ECLI:NL:RVS:2024:537
Raad van State
- Voorlopige voorziening
- Rechtspraak.nl
Voorlopige voorziening in asielzaak met betrekking tot overdracht aan Duitsland
Op 6 december 2023 heeft de staatssecretaris van Justitie en Veiligheid een aanvraag van een vreemdeling om een verblijfsvergunning asiel voor bepaalde tijd niet in behandeling genomen. De vreemdeling heeft hiertegen beroep ingesteld bij de rechtbank Den Haag, die op 1 februari 2024 het beroep ongegrond verklaarde. De vreemdeling heeft vervolgens hoger beroep ingesteld en verzocht om een voorlopige voorziening, waarbij hij vroeg om te bepalen dat zijn voorgenomen overdracht aan Duitsland op 8 februari 2024 achterwege blijft totdat er op het hoger beroep is beslist.
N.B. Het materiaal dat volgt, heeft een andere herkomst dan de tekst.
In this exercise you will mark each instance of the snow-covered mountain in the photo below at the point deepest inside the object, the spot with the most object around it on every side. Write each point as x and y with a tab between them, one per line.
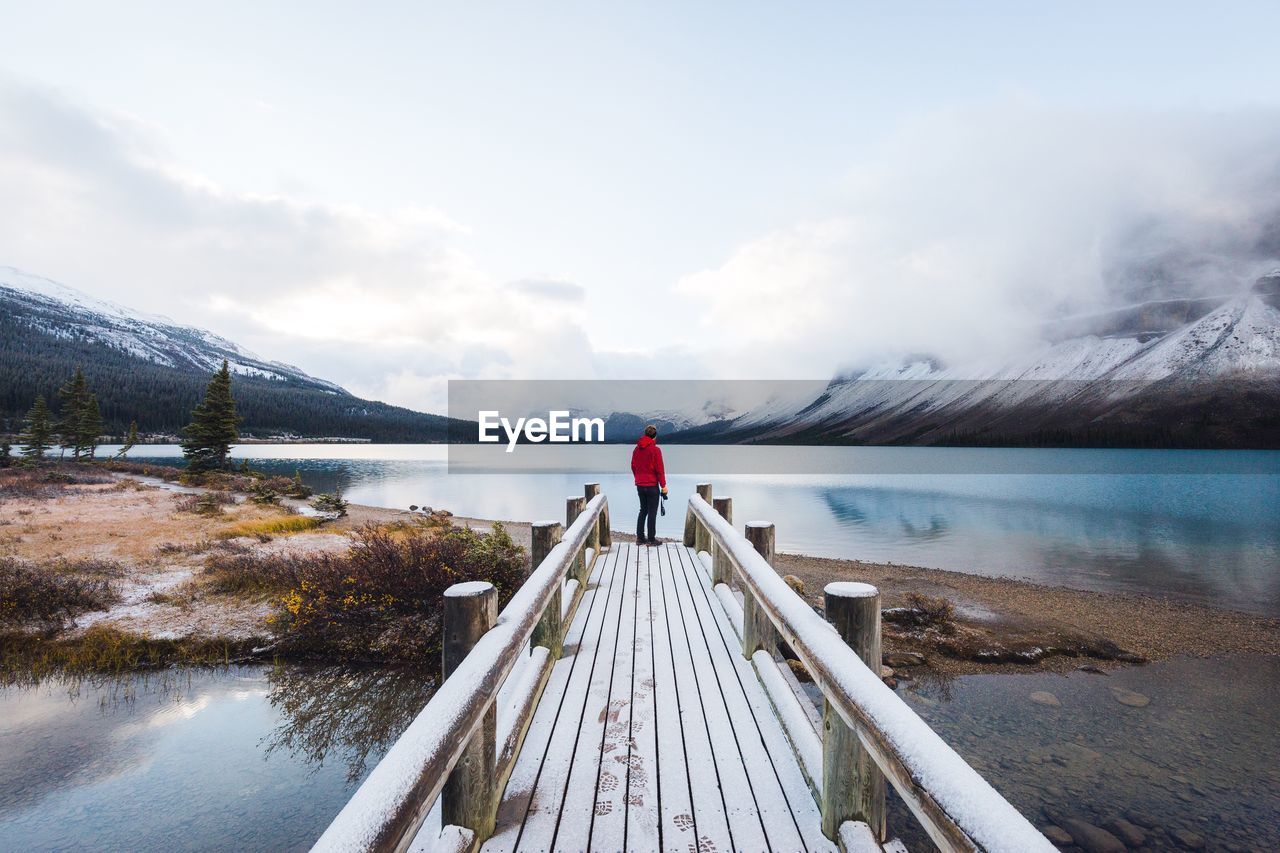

De voorzieningenrechter van de Afdeling bestuursrechtspraak van de Raad van State heeft op 7 februari 2024 geoordeeld dat het niet aannemelijk is dat de uitspraak van de rechtbank zal worden vernietigd. De voorzieningenrechter heeft daarbij de belangen van zowel de staatssecretaris als de vreemdeling in overweging genomen. De verantwoordelijkheid van Duitsland voor de behandeling van de aanvraag van de vreemdeling is vastgesteld op basis van de Dublinverordening, en de overdrachtstermijn verstrijkt op 9 februari 2024. De voorzieningenrechter concludeert dat de staatssecretaris niet verantwoordelijk is voor de timing van de overdracht, die op de laatste dag van de hogerberoepstermijn valt.
Uiteindelijk heeft de voorzieningenrechter het verzoek van de vreemdeling afgewezen en bepaald dat de staatssecretaris geen proceskosten hoeft te vergoeden. De uitspraak is openbaar uitgesproken op 7 februari 2024.